I want to criticise either the idea that diminishing returns is important, or, at least, that dollar values make sense for talking about them.
Suppose we have a monster who likes to eat. Each serving of food is just as tasty as the previous, but he still gets diminishing returns on the dollar, because the marginal cost of the servings goes up.
We also have nematodes, who like to eat, but not as much. They never get a look in, because as the monster eats, they also suffer diminished utilons per dollar.
So the monster is serving the ‘purpose’ of the utility monster, but still has diminishing returns on the dollar. If we redefine diminishing returns to be on something else, I’m not sure it could be well justified or immune to this issue.
And, although humans are not an example of this sort of monster, the human race certainly is.
Removing that qualification does banish the utility monster. If the utility monster gets greater utility from dollars than someone else (let’s say nematodes), but is still subject to diminishing marginal returns (at a slower rate than nematodes), then the utilitarian result is to start giving dollars to the utility monster until its utility-per-dollar has diminished enough to match the starting utility-per-dollar of the nematodes, and then to give to both the utility monster and the nematodes in a proportion which keeps them at the same rate. The “utility monster” has ceased to be a utility monster because it no longer gets everything. It still gets more, of course, but that’s the equivalent of deciding that the starving person gets the food before the full person.

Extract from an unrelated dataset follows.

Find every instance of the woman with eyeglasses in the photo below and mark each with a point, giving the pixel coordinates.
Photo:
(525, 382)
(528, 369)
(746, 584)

This sounds like it could be almost as repugnant as a utility monster that gets literally everything, depending on precisely how much “more” we’re talking about.
Edit: if I were the kind of person who found utility monsters repugnant, that is. I’d already dissolved the “OMG what if utility monsters??” problem in my own mind by reasoning that the repugnant feeling comes from representing utility monsters as black boxes, stripping away all of the features of theirs that make it intuitively obvious why they generate more utility from the same inputs. Put another way, the things that make real-life utility monsters “utility monsters” are exactly the things that make us fail to recognize them as utility monsters. When a parent values their child’s continued existence far more than their own, we don’t call the child a “utility monster” if the parent sacrifices themselves to save their child, even though that’s exactly the child’s role in that situation.
Re. “black box”, nice way of putting it. This post just gives an example where we can look inside the black box.
Can this be resolved by adding more monsters? I.e., instead of having just one utility monster on Earth, we could have a million or even 6 billion monsters (as many as there are humans). This would allow the monsters to fully benefit from consuming “everything” or at least close enough to “everything” to raise the dilemma.
Definitionally speaking, “making each human into a utility monster” is the same as not having any utility monsters at all; utility-monsterdom is a relative property of one agent with respect to the other agents in the population.
There are other agents in the population than humans.
(I apologize for the late reply. I didn’t check my notifications.)
I want to criticise either the idea that diminishing returns is important, or, at least, that dollar values make sense for talking about them.
Suppose we have a monster who likes to eat. Each serving of food is just as tasty as the previous, but he still gets diminishing returns on the dollar, because the marginal cost of the servings goes up.
We also have nematodes, who like to eat, but not as much. They never get a look in, because as the monster eats, they also suffer diminished utilons per dollar.
So the monster is serving the ‘purpose’ of the utility monster, but still has diminishing returns on the dollar. If we redefine diminishing returns to be on something else, I’m not sure it could be well justified or immune to this issue.
And, although humans are not an example of this sort of monster, the human race certainly is.